Omid - Challenge 46

data-challenges
advanced-exercises
🔰 Numbers Grouping!
Published

March 24, 2026

Illustration for Omid - Challenge 46

Challenge Description

🔰 Numbers Grouping!

Solutions

library(tidyverse)
library(readxl)

input = read_excel("files/CH-046 Numbers Cleaning.xlsx", range = "B2:B16")
test  = read_excel("files/CH-046 Numbers Cleaning.xlsx", range = "J2:J7")

result = input %>%
  arrange(`Product ID`) %>%
  mutate(group = cumsum(`Product ID` - lag(`Product ID`, default = 0) > 1)) %>%
  summarise(`Product ID` = if_else(max(`Product ID`) == min(`Product ID`), 
                                   as.character(max(`Product ID`)), 
                                   paste(min(`Product ID`), str_sub(max(`Product ID`),3,4), sep = "-")), .by = group) %>%
  select(`Product ID`)

identical(result, test)
# [1] TRUE
  • Logic:

    • Reads the workbook ranges needed for the challenge

    • Aggregates or ranks values at the relevant grouping level

    • Builds the intermediate columns that drive the final result

    • Parses the text patterns directly instead of relying on manual cleanup

  • Strengths:

    • The R solution stays close to the workbook rule and keeps the transformation compact.
  • Areas for Improvement:

    • The code assumes the sheet structure and source ranges remain stable.
  • Gem:

    • The strongest part of the solution is choosing the right intermediate representation before shaping the final output.
import pandas as pd

input = pd.read_excel("CH-046 Numbers Cleaning.xlsx",  usecols="B", skiprows=1, nrows=15)
test = pd.read_excel("CH-046 Numbers Cleaning.xlsx",  usecols="J", skiprows=1, nrows=5)
test.columns = ["Product ID"]

result = input.sort_values("Product ID").reset_index(drop=True) 
result["lag"] = result["Product ID"].shift(1)
result["diff"] = result["Product ID"] - result["lag"]
result["diff"] = result["diff"].fillna(1.0)
result["cumsum"] = result["diff"].gt(1).cumsum()
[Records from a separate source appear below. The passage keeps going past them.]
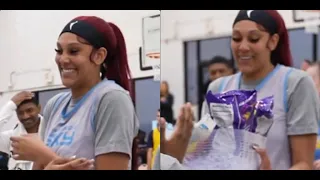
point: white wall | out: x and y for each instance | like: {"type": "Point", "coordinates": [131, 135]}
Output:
{"type": "Point", "coordinates": [179, 25]}
{"type": "Point", "coordinates": [28, 39]}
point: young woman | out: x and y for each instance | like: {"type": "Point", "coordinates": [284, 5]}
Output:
{"type": "Point", "coordinates": [260, 46]}
{"type": "Point", "coordinates": [96, 119]}
{"type": "Point", "coordinates": [314, 71]}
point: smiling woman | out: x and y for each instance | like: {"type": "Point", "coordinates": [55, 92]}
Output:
{"type": "Point", "coordinates": [96, 121]}
{"type": "Point", "coordinates": [260, 46]}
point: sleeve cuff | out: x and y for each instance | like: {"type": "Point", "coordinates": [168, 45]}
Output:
{"type": "Point", "coordinates": [169, 163]}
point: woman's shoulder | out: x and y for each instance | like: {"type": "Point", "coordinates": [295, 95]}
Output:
{"type": "Point", "coordinates": [215, 85]}
{"type": "Point", "coordinates": [297, 77]}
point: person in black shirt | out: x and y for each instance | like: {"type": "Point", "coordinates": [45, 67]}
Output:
{"type": "Point", "coordinates": [166, 102]}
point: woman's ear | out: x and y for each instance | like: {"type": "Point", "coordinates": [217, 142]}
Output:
{"type": "Point", "coordinates": [99, 56]}
{"type": "Point", "coordinates": [273, 42]}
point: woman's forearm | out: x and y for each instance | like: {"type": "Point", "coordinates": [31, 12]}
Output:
{"type": "Point", "coordinates": [45, 158]}
{"type": "Point", "coordinates": [301, 166]}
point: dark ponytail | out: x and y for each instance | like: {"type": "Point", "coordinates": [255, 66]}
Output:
{"type": "Point", "coordinates": [118, 68]}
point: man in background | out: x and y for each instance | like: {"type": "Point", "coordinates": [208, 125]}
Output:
{"type": "Point", "coordinates": [153, 142]}
{"type": "Point", "coordinates": [27, 108]}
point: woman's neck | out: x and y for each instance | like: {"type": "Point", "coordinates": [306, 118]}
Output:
{"type": "Point", "coordinates": [80, 91]}
{"type": "Point", "coordinates": [258, 75]}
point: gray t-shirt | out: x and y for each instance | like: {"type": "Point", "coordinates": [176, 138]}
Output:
{"type": "Point", "coordinates": [115, 122]}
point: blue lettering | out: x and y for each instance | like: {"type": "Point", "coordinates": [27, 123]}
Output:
{"type": "Point", "coordinates": [62, 137]}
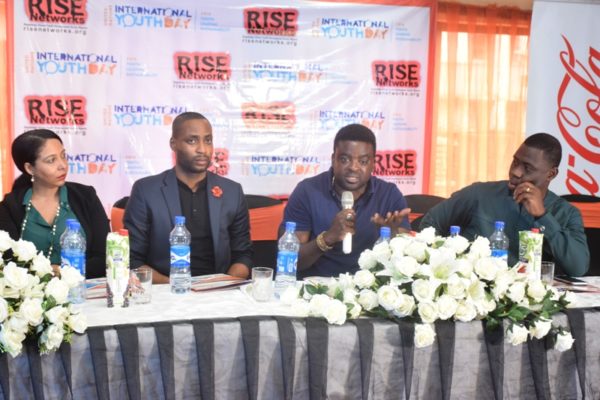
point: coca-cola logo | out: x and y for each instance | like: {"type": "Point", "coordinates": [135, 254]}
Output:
{"type": "Point", "coordinates": [579, 121]}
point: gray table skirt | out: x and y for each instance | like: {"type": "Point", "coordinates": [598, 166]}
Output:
{"type": "Point", "coordinates": [284, 358]}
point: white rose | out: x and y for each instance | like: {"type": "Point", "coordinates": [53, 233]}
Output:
{"type": "Point", "coordinates": [11, 341]}
{"type": "Point", "coordinates": [427, 235]}
{"type": "Point", "coordinates": [516, 292]}
{"type": "Point", "coordinates": [17, 323]}
{"type": "Point", "coordinates": [368, 299]}
{"type": "Point", "coordinates": [423, 289]}
{"type": "Point", "coordinates": [318, 304]}
{"type": "Point", "coordinates": [70, 276]}
{"type": "Point", "coordinates": [15, 277]}
{"type": "Point", "coordinates": [417, 250]}
{"type": "Point", "coordinates": [41, 265]}
{"type": "Point", "coordinates": [300, 308]}
{"type": "Point", "coordinates": [31, 309]}
{"type": "Point", "coordinates": [536, 290]}
{"type": "Point", "coordinates": [24, 250]}
{"type": "Point", "coordinates": [407, 266]}
{"type": "Point", "coordinates": [465, 311]}
{"type": "Point", "coordinates": [564, 341]}
{"type": "Point", "coordinates": [3, 309]}
{"type": "Point", "coordinates": [428, 311]}
{"type": "Point", "coordinates": [367, 260]}
{"type": "Point", "coordinates": [5, 241]}
{"type": "Point", "coordinates": [398, 244]}
{"type": "Point", "coordinates": [458, 244]}
{"type": "Point", "coordinates": [486, 268]}
{"type": "Point", "coordinates": [464, 267]}
{"type": "Point", "coordinates": [350, 295]}
{"type": "Point", "coordinates": [335, 313]}
{"type": "Point", "coordinates": [517, 334]}
{"type": "Point", "coordinates": [389, 297]}
{"type": "Point", "coordinates": [346, 281]}
{"type": "Point", "coordinates": [446, 306]}
{"type": "Point", "coordinates": [480, 248]}
{"type": "Point", "coordinates": [57, 315]}
{"type": "Point", "coordinates": [406, 307]}
{"type": "Point", "coordinates": [52, 337]}
{"type": "Point", "coordinates": [57, 289]}
{"type": "Point", "coordinates": [424, 335]}
{"type": "Point", "coordinates": [456, 287]}
{"type": "Point", "coordinates": [355, 310]}
{"type": "Point", "coordinates": [364, 279]}
{"type": "Point", "coordinates": [77, 322]}
{"type": "Point", "coordinates": [540, 328]}
{"type": "Point", "coordinates": [290, 295]}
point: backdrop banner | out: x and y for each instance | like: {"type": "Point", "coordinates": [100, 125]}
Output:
{"type": "Point", "coordinates": [563, 96]}
{"type": "Point", "coordinates": [275, 79]}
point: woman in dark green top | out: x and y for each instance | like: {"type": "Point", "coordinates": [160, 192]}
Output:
{"type": "Point", "coordinates": [41, 201]}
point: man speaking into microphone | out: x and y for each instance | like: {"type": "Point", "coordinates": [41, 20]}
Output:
{"type": "Point", "coordinates": [338, 213]}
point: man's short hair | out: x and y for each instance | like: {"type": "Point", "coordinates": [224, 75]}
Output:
{"type": "Point", "coordinates": [183, 117]}
{"type": "Point", "coordinates": [548, 144]}
{"type": "Point", "coordinates": [355, 133]}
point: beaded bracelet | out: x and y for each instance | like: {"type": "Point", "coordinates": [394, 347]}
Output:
{"type": "Point", "coordinates": [321, 244]}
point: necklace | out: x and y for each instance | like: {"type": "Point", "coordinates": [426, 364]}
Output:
{"type": "Point", "coordinates": [53, 232]}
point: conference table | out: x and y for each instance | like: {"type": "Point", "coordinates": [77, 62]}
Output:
{"type": "Point", "coordinates": [225, 345]}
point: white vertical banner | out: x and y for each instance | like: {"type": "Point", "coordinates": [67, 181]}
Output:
{"type": "Point", "coordinates": [277, 79]}
{"type": "Point", "coordinates": [564, 88]}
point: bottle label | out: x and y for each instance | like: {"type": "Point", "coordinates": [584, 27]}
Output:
{"type": "Point", "coordinates": [287, 262]}
{"type": "Point", "coordinates": [499, 253]}
{"type": "Point", "coordinates": [180, 256]}
{"type": "Point", "coordinates": [73, 258]}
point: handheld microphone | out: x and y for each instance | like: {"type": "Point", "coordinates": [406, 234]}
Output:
{"type": "Point", "coordinates": [347, 204]}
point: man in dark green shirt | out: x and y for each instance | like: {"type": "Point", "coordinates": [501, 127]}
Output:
{"type": "Point", "coordinates": [523, 202]}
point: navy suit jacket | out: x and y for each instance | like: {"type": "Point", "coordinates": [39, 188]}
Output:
{"type": "Point", "coordinates": [153, 205]}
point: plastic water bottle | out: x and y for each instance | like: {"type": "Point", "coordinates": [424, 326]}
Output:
{"type": "Point", "coordinates": [499, 242]}
{"type": "Point", "coordinates": [180, 276]}
{"type": "Point", "coordinates": [454, 230]}
{"type": "Point", "coordinates": [287, 259]}
{"type": "Point", "coordinates": [72, 253]}
{"type": "Point", "coordinates": [384, 235]}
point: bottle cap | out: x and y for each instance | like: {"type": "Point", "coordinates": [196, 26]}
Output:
{"type": "Point", "coordinates": [385, 231]}
{"type": "Point", "coordinates": [290, 226]}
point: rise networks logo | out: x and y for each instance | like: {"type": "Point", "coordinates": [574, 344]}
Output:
{"type": "Point", "coordinates": [92, 163]}
{"type": "Point", "coordinates": [269, 116]}
{"type": "Point", "coordinates": [333, 120]}
{"type": "Point", "coordinates": [209, 68]}
{"type": "Point", "coordinates": [135, 16]}
{"type": "Point", "coordinates": [356, 29]}
{"type": "Point", "coordinates": [128, 115]}
{"type": "Point", "coordinates": [56, 16]}
{"type": "Point", "coordinates": [396, 77]}
{"type": "Point", "coordinates": [58, 63]}
{"type": "Point", "coordinates": [271, 25]}
{"type": "Point", "coordinates": [263, 165]}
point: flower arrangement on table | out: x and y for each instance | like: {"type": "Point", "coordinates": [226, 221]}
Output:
{"type": "Point", "coordinates": [33, 301]}
{"type": "Point", "coordinates": [425, 278]}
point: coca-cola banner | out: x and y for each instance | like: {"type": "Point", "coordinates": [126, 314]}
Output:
{"type": "Point", "coordinates": [277, 79]}
{"type": "Point", "coordinates": [564, 88]}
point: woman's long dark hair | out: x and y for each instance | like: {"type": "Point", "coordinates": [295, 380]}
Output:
{"type": "Point", "coordinates": [26, 149]}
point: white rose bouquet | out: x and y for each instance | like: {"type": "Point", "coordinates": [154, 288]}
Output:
{"type": "Point", "coordinates": [33, 302]}
{"type": "Point", "coordinates": [426, 278]}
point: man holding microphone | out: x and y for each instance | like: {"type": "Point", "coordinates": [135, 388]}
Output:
{"type": "Point", "coordinates": [344, 207]}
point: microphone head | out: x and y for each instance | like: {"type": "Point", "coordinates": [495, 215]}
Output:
{"type": "Point", "coordinates": [347, 199]}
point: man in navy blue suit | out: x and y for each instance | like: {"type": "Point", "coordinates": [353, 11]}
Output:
{"type": "Point", "coordinates": [215, 209]}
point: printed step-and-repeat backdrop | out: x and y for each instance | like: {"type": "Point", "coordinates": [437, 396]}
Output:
{"type": "Point", "coordinates": [276, 80]}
result2 = result.groupby("cumsum").agg({"Product ID": ["max", "min"]}) 
result2.columns = result2.columns.droplevel(0)
result2["Product ID"] = result2.apply(lambda x: x["min"] if x["min"] == x["max"] else str(x["min"]) + "-" + str(x["max"])[2:4], axis=1)
result2 = result2.drop(columns=["max", "min"]).reset_index(drop=True)

print(result2.equals(test)) # True
  • Logic:

    • Reads the workbook ranges needed for the challenge

    • Aggregates or ranks values at the relevant grouping level

  • Strengths:

    • The Python version follows the same rule in a direct dataframe-oriented implementation.
  • Areas for Improvement:

    • The code assumes the workbook layout remains stable, so any sheet redesign would require small adjustments.
  • Gem:

    • The implementation stays close to the original workbook rule instead of adding unnecessary abstraction.

Difficulty Level

This task is moderate:

  • The core logic is clear, but the correct transformation pattern is not obvious from the raw input.

  • The challenge combines multiple reshaping, grouping, or parsing steps.